Type declarations only use type and ->, and as type constructors can only be applied on proper types, type never appears under more than one -> (1).

type_decl::= Kind <id> <kind>.
kind::= type -> <kind>
 | type
Figure 1: Grammar of type declarations.

Constant declarations have the structure described in 2, with additional constraints on type variables as described in 9.

constant_decl::= Type <id> <type>.
type::=<type> -> <type>
type_atom::=<type_atom> (<type_atom>)
 |<type_atom> <type_variable>
Figure 2: Grammar of constant declarations.

Definitions are given as blocks with a header containing predicate declarations, and an optional body containing a set of clauses, in which uppercase variables are implicitly universally quantified (3). A predicate with no definition clauses is always false; the head of a bodiless clause is always true. A predicate can only depend on predicates defined up to its definition block, so multiple predicates in one block is the only way to achieve mutual recursion. One can see definition blocks as groups of predicates belonging to the same stratum; stratification forbids predicates from the same block to depend negatively one on the other, as usual, but here it also forbids the use of inductive and coinductive in the same block for similar reasons.

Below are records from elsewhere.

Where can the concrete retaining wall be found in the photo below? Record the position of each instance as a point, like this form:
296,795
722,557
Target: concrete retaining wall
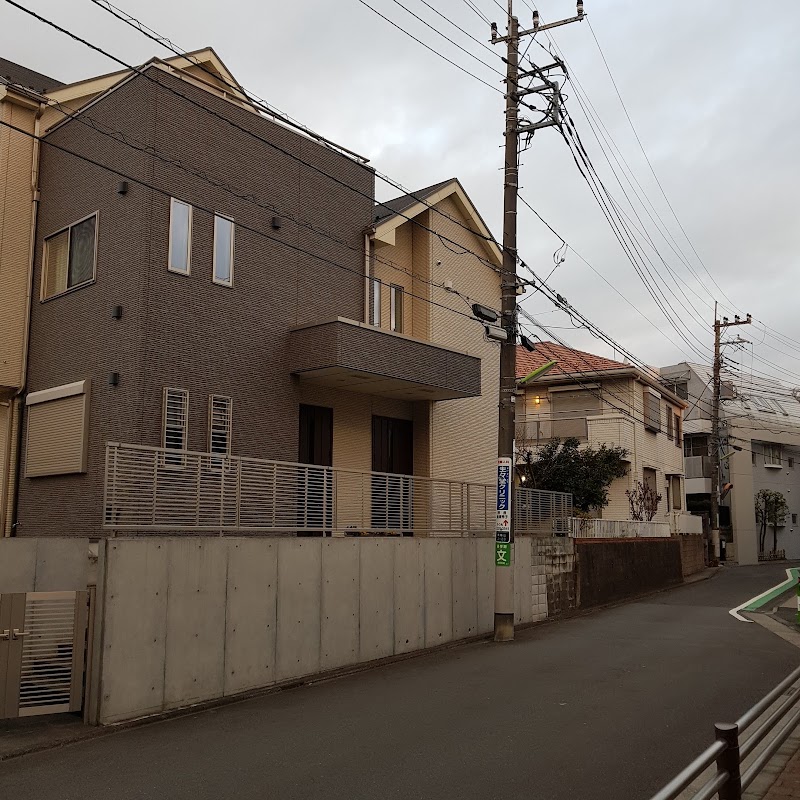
57,564
613,569
186,620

definition_block::= Define <declarations> .
 | Define <declarations> by <clauses> .
declarations::=<declaration> , <declarations>
declaration::=<flavour> <id> : <type>
flavour::= inductive
 | coinductive
clauses::=<clause> ; <clauses>
clause::=<head> := <body>
head::=<id> <atom>*
Figure 3: Grammar of predicates declarations and definitions.

Theorems are horn-like formulae which head must be an atom obtained by the application of an already defined predicate (4). For a non-recursive predicate, they can be seen as additional clauses, admissible by the definition with respect to the logic, if not to Bedwyr. Their names holds no semantic value.

theorem::= Theorem <id> : <body> -> <head> . <proof> Qed.
Figure 4: Grammar of theorems specifications.